Personally, I think Eric Nadel is the best radio announcer currently in the business. He calls games for the Texas Rangers, has done so for 30 consecutive years (which is unique in that he has worked all of them for the Rangers), and won several awards for his ability not to mention the lifetime contract the Rangers gave him in 2006. Nadel does an excellent job of painting word pictures, going so far as to describe the stadium itself, the uniforms of the players, and even some of the more unique fans in the stands. His trademarks "hello there everybody" and "that ball is history!" are well-known to Rangers fans even when other people say it. He is a "homer" and doesn't disguise it, even going so far as to slightly break-up on air when the Rangers finally made it to the World Series. Nadel has easily made decades of decent, sub-par, and atrocious Rangers baseball listenable for me, and has only improved as the team has.

Rangers schedule. I recommend the MLB Gameday Audio subscription for audio-only listening.

Yep, I'm a biased Rangers fan, but a lot of people share that bias with me.
posted by fireoyster at 12:11 AM on September 11, 2011 [2 favorites]


Nthing mlb.tv. Pay the extra 20 bucks to get the home-team broadcast.

Great call on Eric Nadel (although as a life-long Sox fan, Remy & Don are pretty high up there)...I always enjoy Sox v Rangers away. Also, Detroit currently has some classy play calling w/ Rod Allen's technical take on the game.

Lastly, my all-time favorite Braves vs. Red Sox inter-league call by Pete van Wieren, of course, strictly from memory:

"Ever notice Kevin Millar looks a lot like Nigel Tufnel?" to which Skip Carey simply did not answer and Pete said something like "Never saw Spinal Tap, did ya? 2-0 pitch to Millar..."
posted by priested at 4:37 AM on September 11, 2011


Growing up in Fullerton, and now a lifelong SF Giants fan, I still hold onto my favorite Vinny memories, mainly from his days on KFI:

"Farmer John: The easternmost in quality, the westernmost in flavor."
"And we're giving $25 of Union Oil Auto Scrip to Hacienda School in La Mirada"
"Deuces wild...2 on, 2 out, the count 2 and 2 to number 22..."
"Tomorrow's game against the Expos will be a simulcast, on radio and on channel 11 KTTV"
Feeling some disappointment when Jerry Doggett would replace Vinny for a couple of innings. A little like when Fleming takes over for the great Jon Miller on KNBR. But then occasionally I got to listen to the awesome twang of Ross Porter, so that kinda made up for it.
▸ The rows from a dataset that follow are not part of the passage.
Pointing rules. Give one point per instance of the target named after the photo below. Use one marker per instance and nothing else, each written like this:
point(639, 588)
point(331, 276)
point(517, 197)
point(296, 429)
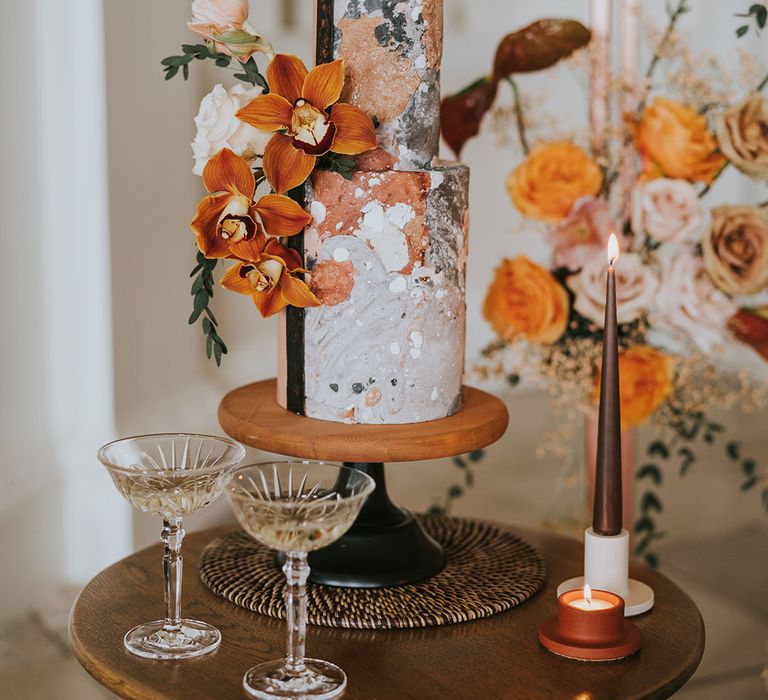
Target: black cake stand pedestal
point(386, 546)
By the way, does anyone know of a link to Jon Miller's impersonations of Vin Scully?
posted by ga4ry at 1:31 PM on September 11, 2011


I appreciate the way you framed the original post, DWT. Because ever since I was a kid, staying up late to watch or listen to West Coast baseball games (or other sports) was like a special late-night treat. Even today I sort of feel that way. I'm a little sad I live in the Central Time Zone now, because the late games aren't as late anymore. I feel sorry for West Coast night owl sports fans, what do they do late at night? And getting up at 9AM for East Coast sporting events? Ugh.
posted by mreleganza at 4:06 PM on September 11, 2011


Dueces wild...

If you haven't had the privilege of living in Los Angeles and listening to Mr. Scully call baseball games, you will never really know his genius from only listening to his calls of big moments. He brings it, for every single game.

I was cooking dinner on one of those red hot mid summer evenings when the Dodgers were playing one of those "meaningless" baseball games that people complain about. Midweek, nondivisional, etc. With two outs in the middle innings the Dodger pitcher induced an infield fly. A lesser announcer would have called it a "big league popup", but Mr. Scully... Mr. Scully:
"A quartet of Dodgers in the infield... and Furcal is the lead singer"
Schopenhauer said "Talent hits a target no one else can hit; Genius hits a target no one else can see." Scully is a genius.

LA was able to develop tons of talent out of the farm system recently. Within a few years they called up Ethier, Kemp, Martin, Loney, and Kershaw. In my heart I yearned that they'd get over the hump, they'd make a run and Scully would call the games. How glorious it would be.

The wave crashed against the shore (the Phillies) and rolled back. The divorce, Brian Stow...

I guess it doesn't matter. Mr. Scully focuses on the positives and so should we. He never references anything outside of the players and game. Pure escapism. World War III could be underway but Mr. Scully would only tell us that Termel Sledge's parents named him Termel because it is a combination of Terrence and Melvin.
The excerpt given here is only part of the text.